Lalu apakah hal yang dilakukan sang pendamping sudah tepat ataukah ini bentuk peodal  semata dan ketidakmampuan sang pendamping dalam mengartikan tugas pokok dan fungsinya,,?  Untuk menilai  apa yang dilakukan oleh pendamping tersebut tepat atau kurang tepat, beberapa pointer hasil diskusi yang dilakukan oleh Staf Lapangan  Program Pembangunan Irigasi partisipatif yang terintegrasi Kabupaten Pesawaran beberapa waktu setelah kejadian di Provinsi tersebut agaknya dapat dijadikan Evaluasi dan Refleksi diantaranya yaitu: 


Pertama Santun/Berbudaya; Dalam melakukan kegiatannya sang pendamping harus selalu berpedoman pada budaya dan etika setempat, tidak memaksa dan tidak menunjukkan yang paling berkuasa dan bertindak seolah-olah dialah yang paling benar dan idenya yang paling cocok untuk dilaksanakan.  Jika tidak ini maka akan itu, dengan nada yang ditinggi-tinggikan agar memunculkan rasa takut di masyarakat dan mengesankan bahwa  sang pendamping berwibawa.


Kedua Berstrategi; Dalam melakukan kerja-kerjanya pendamping harus berstrategi, tidak kaku, dan tidak selalu ingin instan, penuh senyum dan canda tawa yang intinya selalu menyenangkan masyarakat yang ia dampingi.

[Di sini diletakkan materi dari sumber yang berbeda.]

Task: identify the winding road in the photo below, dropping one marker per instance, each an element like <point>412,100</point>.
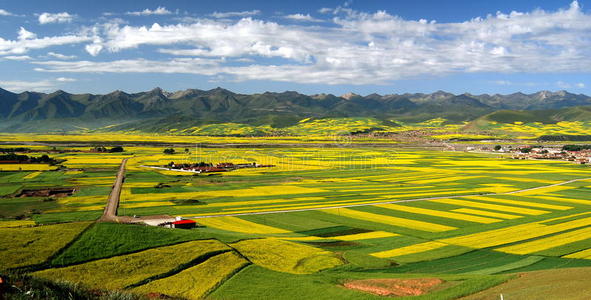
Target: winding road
<point>110,212</point>
<point>385,202</point>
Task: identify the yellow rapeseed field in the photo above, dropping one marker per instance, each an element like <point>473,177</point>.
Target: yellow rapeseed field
<point>396,221</point>
<point>486,213</point>
<point>522,203</point>
<point>503,208</point>
<point>412,249</point>
<point>438,213</point>
<point>32,175</point>
<point>239,225</point>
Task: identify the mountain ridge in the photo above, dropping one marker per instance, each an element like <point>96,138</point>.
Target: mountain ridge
<point>61,110</point>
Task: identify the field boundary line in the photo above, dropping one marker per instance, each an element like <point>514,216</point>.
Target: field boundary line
<point>383,202</point>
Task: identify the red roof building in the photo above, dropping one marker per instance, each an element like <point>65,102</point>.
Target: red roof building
<point>185,224</point>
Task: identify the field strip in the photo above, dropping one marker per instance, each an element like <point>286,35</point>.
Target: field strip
<point>522,203</point>
<point>560,199</point>
<point>486,213</point>
<point>376,203</point>
<point>239,225</point>
<point>395,221</point>
<point>530,260</point>
<point>497,207</point>
<point>549,242</point>
<point>437,213</point>
<point>513,234</point>
<point>584,254</point>
<point>350,237</point>
<point>412,249</point>
<point>32,175</point>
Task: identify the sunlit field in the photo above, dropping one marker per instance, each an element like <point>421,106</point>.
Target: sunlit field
<point>321,216</point>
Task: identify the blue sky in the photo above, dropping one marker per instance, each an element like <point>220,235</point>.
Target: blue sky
<point>307,46</point>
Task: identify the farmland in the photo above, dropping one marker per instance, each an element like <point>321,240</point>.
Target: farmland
<point>321,217</point>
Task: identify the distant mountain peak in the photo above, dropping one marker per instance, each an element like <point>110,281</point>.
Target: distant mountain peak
<point>349,96</point>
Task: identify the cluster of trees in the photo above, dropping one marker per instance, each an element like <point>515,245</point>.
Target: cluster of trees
<point>11,150</point>
<point>43,159</point>
<point>201,164</point>
<point>172,151</point>
<point>575,147</point>
<point>104,149</point>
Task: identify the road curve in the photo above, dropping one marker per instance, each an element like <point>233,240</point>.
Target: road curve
<point>110,212</point>
<point>382,202</point>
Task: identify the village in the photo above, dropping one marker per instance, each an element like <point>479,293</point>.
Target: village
<point>580,154</point>
<point>203,167</point>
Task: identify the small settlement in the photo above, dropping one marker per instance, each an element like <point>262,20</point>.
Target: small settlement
<point>165,221</point>
<point>580,154</point>
<point>209,167</point>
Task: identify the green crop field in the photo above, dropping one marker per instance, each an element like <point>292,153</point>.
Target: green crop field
<point>319,219</point>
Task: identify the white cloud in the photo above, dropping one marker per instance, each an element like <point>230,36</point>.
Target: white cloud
<point>44,85</point>
<point>65,79</point>
<point>148,12</point>
<point>60,56</point>
<point>17,57</point>
<point>6,13</point>
<point>47,18</point>
<point>27,41</point>
<point>502,82</point>
<point>359,48</point>
<point>23,34</point>
<point>230,14</point>
<point>302,17</point>
<point>93,49</point>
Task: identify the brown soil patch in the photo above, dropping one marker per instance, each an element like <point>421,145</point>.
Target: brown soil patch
<point>394,286</point>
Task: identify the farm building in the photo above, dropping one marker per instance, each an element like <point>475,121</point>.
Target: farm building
<point>184,224</point>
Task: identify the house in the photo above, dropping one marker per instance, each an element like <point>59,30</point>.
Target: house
<point>184,224</point>
<point>158,220</point>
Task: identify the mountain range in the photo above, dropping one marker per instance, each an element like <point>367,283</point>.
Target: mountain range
<point>155,109</point>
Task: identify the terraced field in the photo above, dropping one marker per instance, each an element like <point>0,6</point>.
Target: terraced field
<point>317,219</point>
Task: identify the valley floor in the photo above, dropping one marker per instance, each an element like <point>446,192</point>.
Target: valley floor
<point>319,220</point>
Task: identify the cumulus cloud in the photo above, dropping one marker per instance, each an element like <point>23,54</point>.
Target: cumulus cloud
<point>302,17</point>
<point>6,13</point>
<point>231,14</point>
<point>60,56</point>
<point>24,34</point>
<point>358,48</point>
<point>17,57</point>
<point>148,12</point>
<point>48,18</point>
<point>65,79</point>
<point>27,41</point>
<point>44,85</point>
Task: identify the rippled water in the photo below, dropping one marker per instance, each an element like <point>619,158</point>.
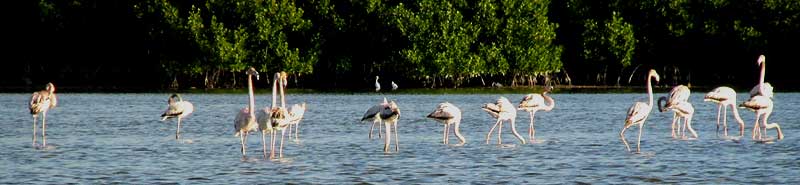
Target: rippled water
<point>108,138</point>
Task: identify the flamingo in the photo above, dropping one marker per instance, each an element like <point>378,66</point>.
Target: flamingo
<point>390,115</point>
<point>502,110</point>
<point>448,114</point>
<point>677,95</point>
<point>372,114</point>
<point>639,112</point>
<point>177,108</point>
<point>377,84</point>
<point>246,119</point>
<point>762,88</point>
<point>762,106</point>
<point>41,102</point>
<point>761,103</point>
<point>724,97</point>
<point>535,102</point>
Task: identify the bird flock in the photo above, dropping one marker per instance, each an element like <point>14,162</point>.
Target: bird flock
<point>386,114</point>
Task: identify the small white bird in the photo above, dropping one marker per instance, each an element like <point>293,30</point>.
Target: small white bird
<point>177,108</point>
<point>377,84</point>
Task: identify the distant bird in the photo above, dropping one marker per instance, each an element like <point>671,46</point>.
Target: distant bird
<point>246,119</point>
<point>448,114</point>
<point>684,110</point>
<point>762,88</point>
<point>678,94</point>
<point>639,112</point>
<point>372,114</point>
<point>377,84</point>
<point>536,102</point>
<point>724,97</point>
<point>41,102</point>
<point>177,108</point>
<point>389,115</point>
<point>762,106</point>
<point>502,110</point>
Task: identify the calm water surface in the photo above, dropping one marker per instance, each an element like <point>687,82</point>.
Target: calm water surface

Ketiga Selalu Paham Posisi; Pendamping harus paham posisi bahwa kehadirannya di tengah masyarakat bukan sebagai pemimpin politik yang harus di elu-elukan, bukan sebagai atasan yang selalu harus dilayani, bukan sebagai ustad yang harus  selalu di cium tangannya.  Pendamping harus paham bahwa kehadirannya sebagai pendamping yang hanya mendampingi, kawan belajar, lawan diskusi, kawan berpikir dan menggandeng tangan masyarakat agar melalui jalan-jalan yang mudah dan tidak melanggar aturan, semua cara dibuat semudah mungkin dan semua kebijakan yang bersifat general diterjemahkan kedalam bahasa dan kondisi setempat.


Keempat Selalu Memetakan Siapa yang Ada di Depannya;  Seorang pendamping dalam melakukan tugas-tugasnya dilapangan dimanapun dia berada, harus selalu memetakan siapa yang ada di hadapannya, hal ini penting dilakukan agar pendamping tidak ofside dan selalu ngejalur sesuai dengan tupoksi yang seharusnya ia lakukan, pendamping ya melakukan pendampingan bukan untuk tebar pesona atau menjadi beban pemerintah desa dan atau masyarakat yang didampinginya dengan banyaknya gaya dan permintaan yang tidak masuk akal diluar koridor.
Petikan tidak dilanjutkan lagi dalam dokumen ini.